Nawiasem mówiąc, któryś z przybocznych Prezesa ujawnił, że ten ostatni obejrzał sit-com Górskiego i wygłosił tylko jeden jakże rzeczowy komentarz: że kotom nie podaje się mleka. Rzeczywiście w jednym z odcinków jest scena, gdy indywiduum wzorowane na Czabańskim przynosi kotu Prezesa bańkę z mlekiem prosto od krowy (wcześniej kot dostał świeżo złowione ryby od szefa telewizji publicznej). Prezes filmowy mleko przyjmuje bez uwag, ale Prezes rzeczywisty wie, że koty piją wodę.
Tak czy inaczej Ucho Prezesa jest przedsięwzięciem dwuznacznym. Bez wątpienia bawi, ale bawiąc, w jakiś sposób oswaja widownię z ludźmi obecnej władzy, którzy w rzeczywistości mają dla wielu z nas cechy odpychające, budzące wstręt i złowrogie. Nie dziwi mnie, że politycy PiS-u wypowiadają się o serialu ciepło, a TVP rozważa podobno emisję. Zwęszyli szansę na rozmiękczenie wizerunku rządzącego obozu, a zwłaszcza jego przywódcy. To technika znana z historii rozmaitych satrapii i dyktatur. Nie zdziwię się, gdy za jakiś czas Kaczyński pojawi się w postaci ojca narodu, świętego obrazka, Dziadka Mroza albo przytulanki.
Co z tego wynika? Daleki jestem od posądzania Kabaretu Moralnego Niepokoju o koniunkturalizm. Za satyrą na Prezesa i jego drużynę kryje się raczej sugestia, że przyjdzie nam spędzić z nimi wiele najbliższych lat – Kaczyński gdzieś ostatnio powiedział: „Będziemy rządzić bardzo długo”. A skoro tak, to wypada przywołać angielskie powiedzenie: „If you can`t fight it, join it” – „Jeśli nie możesz czegoś pokonać, to się przyłącz”. A jeśli nie pokonać – bo jak, zważywszy kompromitującą nieporadność opozycji – i nie przyłączyć, to spróbować polubić lub przynajmniej przywyknąć. O co zawsze łatwiej, gdy grozę rozładuje się śmiechem. Jak mówił Edek w Tangu: „będzie wam ze mną dobrze, zobaczycie. Ja jestem swój chłop. I pożartować mogę, i zabawić się lubię. Tylko posłuch musi być”.

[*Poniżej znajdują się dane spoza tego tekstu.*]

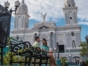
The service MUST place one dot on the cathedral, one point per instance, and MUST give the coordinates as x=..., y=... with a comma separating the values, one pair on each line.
x=67, y=36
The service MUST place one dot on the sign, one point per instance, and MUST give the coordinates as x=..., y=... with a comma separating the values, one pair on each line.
x=4, y=28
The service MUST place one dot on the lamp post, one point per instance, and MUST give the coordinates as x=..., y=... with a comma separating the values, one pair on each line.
x=7, y=4
x=54, y=52
x=5, y=11
x=70, y=56
x=86, y=39
x=58, y=49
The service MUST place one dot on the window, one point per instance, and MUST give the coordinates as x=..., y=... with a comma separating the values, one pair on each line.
x=73, y=44
x=72, y=33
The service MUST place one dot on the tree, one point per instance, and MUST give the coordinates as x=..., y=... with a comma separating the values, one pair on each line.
x=84, y=49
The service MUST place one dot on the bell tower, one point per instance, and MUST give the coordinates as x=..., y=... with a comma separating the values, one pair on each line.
x=70, y=12
x=21, y=17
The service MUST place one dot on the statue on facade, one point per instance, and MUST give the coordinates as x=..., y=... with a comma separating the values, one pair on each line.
x=43, y=16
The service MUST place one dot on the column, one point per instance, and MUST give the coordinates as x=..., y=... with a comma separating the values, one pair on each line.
x=54, y=40
x=50, y=39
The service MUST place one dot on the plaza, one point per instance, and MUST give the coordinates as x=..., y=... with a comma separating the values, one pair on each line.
x=64, y=41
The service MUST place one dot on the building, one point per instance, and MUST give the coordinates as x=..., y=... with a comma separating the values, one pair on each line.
x=67, y=36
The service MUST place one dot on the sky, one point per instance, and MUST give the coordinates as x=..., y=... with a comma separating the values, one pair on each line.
x=54, y=10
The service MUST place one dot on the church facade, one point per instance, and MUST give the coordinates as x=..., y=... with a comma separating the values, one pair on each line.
x=67, y=36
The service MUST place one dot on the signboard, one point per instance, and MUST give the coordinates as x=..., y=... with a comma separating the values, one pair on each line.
x=4, y=28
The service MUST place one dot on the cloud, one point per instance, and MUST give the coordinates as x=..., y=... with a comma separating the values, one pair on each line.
x=53, y=8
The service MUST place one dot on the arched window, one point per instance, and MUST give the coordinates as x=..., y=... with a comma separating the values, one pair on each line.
x=73, y=44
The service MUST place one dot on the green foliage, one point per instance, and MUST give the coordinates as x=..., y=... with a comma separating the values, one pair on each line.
x=84, y=50
x=86, y=62
x=15, y=58
x=8, y=40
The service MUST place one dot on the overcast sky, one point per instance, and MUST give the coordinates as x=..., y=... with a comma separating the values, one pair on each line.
x=54, y=11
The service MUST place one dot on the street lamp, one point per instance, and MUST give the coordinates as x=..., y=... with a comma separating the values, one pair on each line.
x=7, y=4
x=54, y=49
x=58, y=49
x=86, y=39
x=70, y=55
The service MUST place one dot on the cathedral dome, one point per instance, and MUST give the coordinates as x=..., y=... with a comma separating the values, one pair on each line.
x=22, y=8
x=69, y=3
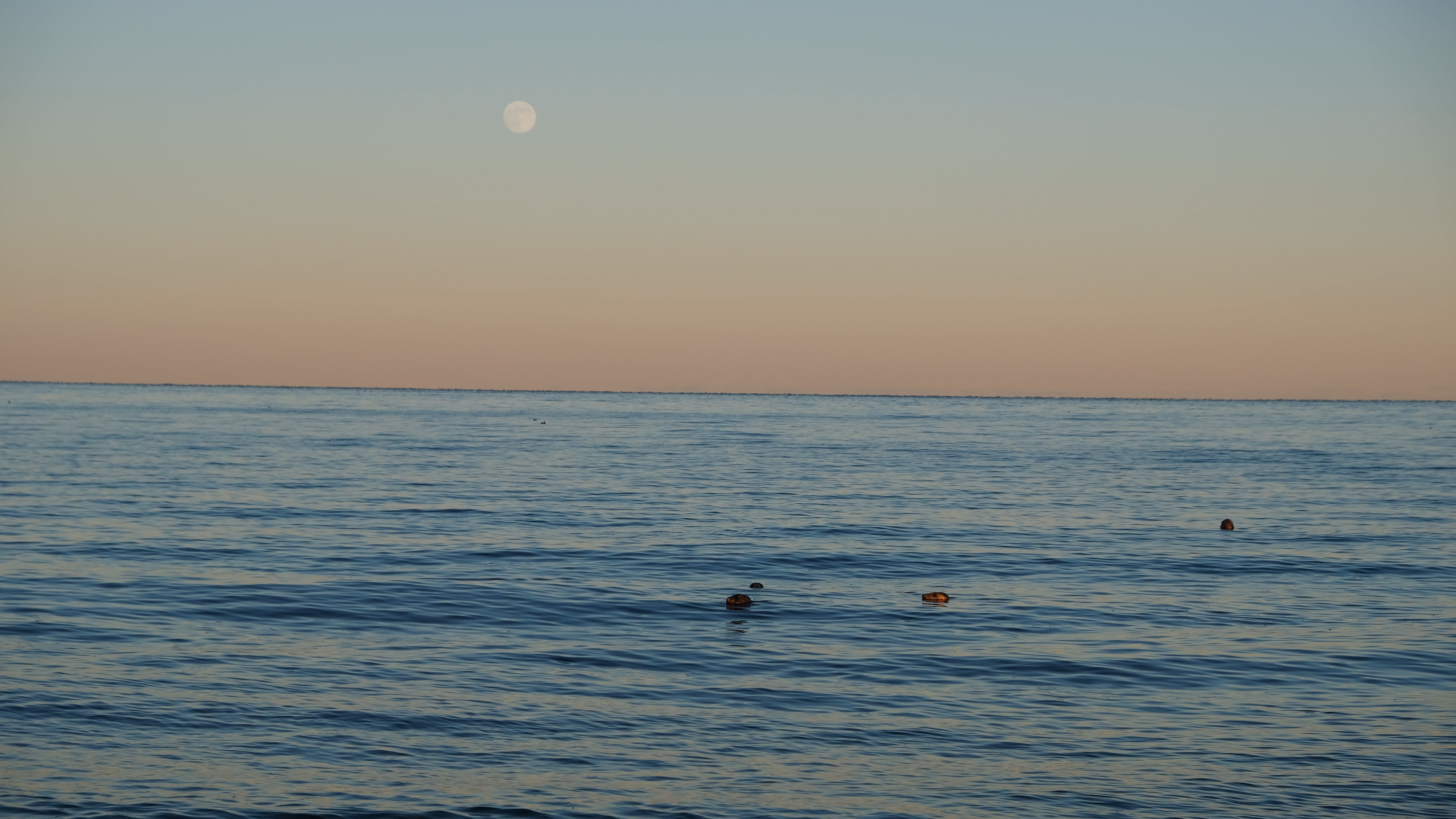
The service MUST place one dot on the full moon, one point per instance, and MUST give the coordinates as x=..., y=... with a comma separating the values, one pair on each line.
x=520, y=117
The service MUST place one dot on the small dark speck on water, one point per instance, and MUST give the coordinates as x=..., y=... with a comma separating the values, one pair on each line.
x=181, y=621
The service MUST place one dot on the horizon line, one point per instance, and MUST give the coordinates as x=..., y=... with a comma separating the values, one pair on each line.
x=733, y=394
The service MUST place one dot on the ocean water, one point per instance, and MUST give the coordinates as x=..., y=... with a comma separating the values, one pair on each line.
x=251, y=603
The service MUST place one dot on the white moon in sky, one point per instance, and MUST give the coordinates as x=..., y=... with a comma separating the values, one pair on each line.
x=520, y=117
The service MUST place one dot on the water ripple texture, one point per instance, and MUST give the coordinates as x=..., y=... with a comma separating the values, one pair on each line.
x=242, y=603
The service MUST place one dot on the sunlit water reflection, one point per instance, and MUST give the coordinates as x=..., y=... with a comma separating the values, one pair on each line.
x=347, y=601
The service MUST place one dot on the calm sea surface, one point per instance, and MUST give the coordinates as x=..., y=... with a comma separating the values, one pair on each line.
x=235, y=601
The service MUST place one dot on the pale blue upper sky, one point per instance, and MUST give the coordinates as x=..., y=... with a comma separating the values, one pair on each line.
x=963, y=139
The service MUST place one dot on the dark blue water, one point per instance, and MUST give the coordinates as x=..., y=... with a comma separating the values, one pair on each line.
x=229, y=601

Rozumiem ten kierunek myślenia, ale się na niego nie zgadzam, więc gdy oglądam Ucho Prezesa zapala mi się czerwone światło, bo nawet jeśli będzie śmiesznie, to nie znaczy, że przestanie być strasznie. Nie dajmy się uwieść, choćby wyłączną formą niezgody miał być wewnętrzny, samotny opór, a jedyną perspektywą – długi marsz. Zawsze jest jakaś nadzieja, jak w starym wierszu Herberta:
Stoimy pod murem. (…)
Mur jest wysoki i mocny. Za murem jest drzewo i gwiazda.
Drzewo podważa mur korzeniami. Gwiazda nagryza kamień jak mysz.
Za sto, dwieście lat będzie już małe okienko.